Beyond Keywords: Building a Semantic Recipe Search Engine

Khuyen Tran

Semantic search enables content discovery based on meaning rather than just keywords. This approach uses vector embeddings – numerical representations of text that capture semantic essence.

By converting text to vector embeddings, we can quantify semantic similarity between different pieces of content in a high-dimensional vector space. This allows for comparison and search based on underlying meaning, surpassing simple keyword matching.

Here’s a Python implementation of semantic search for recipe recommendations using sentence-transformers:

Import necessary libraries for creating sentence embeddings and calculating similarity:

from sentence_transformers import SentenceTransformer
from sklearn.metrics.pairwise import cosine_similarity

Create a list of recipe titles that we’ll use for our search:

recipes = [
    "Banana and Date Sweetened Oatmeal Cookies",
    "No-Bake Berry Chia Seed Pudding",
    "Deep-Fried Oreo Sundae with Caramel Sauce",
    "Loaded Bacon Cheeseburger Pizza",
]

Load a pre-trained model for creating sentence embeddings

model = SentenceTransformer('all-MiniLM-L6-v2')

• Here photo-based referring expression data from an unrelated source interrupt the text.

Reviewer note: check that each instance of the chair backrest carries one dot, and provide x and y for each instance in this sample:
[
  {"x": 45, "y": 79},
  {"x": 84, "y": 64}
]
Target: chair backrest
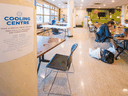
[
  {"x": 70, "y": 56},
  {"x": 39, "y": 26}
]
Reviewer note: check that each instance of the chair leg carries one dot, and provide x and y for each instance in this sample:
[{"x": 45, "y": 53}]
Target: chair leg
[
  {"x": 72, "y": 68},
  {"x": 52, "y": 83},
  {"x": 68, "y": 82},
  {"x": 44, "y": 79}
]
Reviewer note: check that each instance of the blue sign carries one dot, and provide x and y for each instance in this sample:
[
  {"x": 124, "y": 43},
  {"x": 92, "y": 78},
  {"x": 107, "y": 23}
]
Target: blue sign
[{"x": 18, "y": 20}]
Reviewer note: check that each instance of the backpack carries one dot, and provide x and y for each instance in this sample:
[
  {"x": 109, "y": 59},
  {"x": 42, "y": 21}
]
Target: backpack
[{"x": 107, "y": 57}]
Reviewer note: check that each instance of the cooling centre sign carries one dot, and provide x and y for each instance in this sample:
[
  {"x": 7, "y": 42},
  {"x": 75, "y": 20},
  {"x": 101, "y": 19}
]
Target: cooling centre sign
[
  {"x": 18, "y": 20},
  {"x": 16, "y": 31}
]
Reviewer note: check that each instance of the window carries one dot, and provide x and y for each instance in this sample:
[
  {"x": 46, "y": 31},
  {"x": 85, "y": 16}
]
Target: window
[
  {"x": 39, "y": 10},
  {"x": 46, "y": 6},
  {"x": 46, "y": 19},
  {"x": 52, "y": 12},
  {"x": 39, "y": 19},
  {"x": 45, "y": 13}
]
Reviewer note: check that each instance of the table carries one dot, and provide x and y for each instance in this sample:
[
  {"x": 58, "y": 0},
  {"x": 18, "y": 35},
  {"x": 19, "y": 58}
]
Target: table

Create vector representations (embeddings) for all the recipe titles.

recipe_embeddings = model.encode(recipes)

Define search function that takes a query and number of results to return. It creates an embedding for the query, calculates similarities with all recipes, and returns the top k similar recipes.

def find_similar_recipes(query, top_k=2):
    query_embedding = model.encode([query])
    similarities = cosine_similarity(query_embedding, recipe_embeddings)[0]
    top_indices = similarities.argsort()[-top_k:][::-1]
    return [(recipes[i], similarities[i]) for i in top_indices]

Set up a test query and calls the function to find similar recipes.

query = "healthy dessert without sugar"
results = find_similar_recipes(query)

Print the query and the most similar recipes with their similarity scores.

print(f"Query: {query}")
print("Most similar recipes:")
for recipe, score in results:
    print(f"- {recipe} (Similarity: {score:.2f})")

Output:

Query: healthy dessert without sugar
Most similar recipes:
- No-Bake Berry Chia Seed Pudding (Similarity: 0.55)
- Banana and Date Sweetened Oatmeal Cookies (Similarity: 0.43)

This implementation successfully identifies healthier dessert options, understanding that ingredients like berries, chia seeds, bananas, and dates are often used in healthy, sugar-free desserts. It excludes clearly unhealthy options, demonstrating comprehension of “healthy” in the dessert context. The score difference (0.55 vs 0.43) indicates that the model considers the chia seed pudding a closer match to the concept of a healthy, sugar-free dessert than the oatmeal cookies.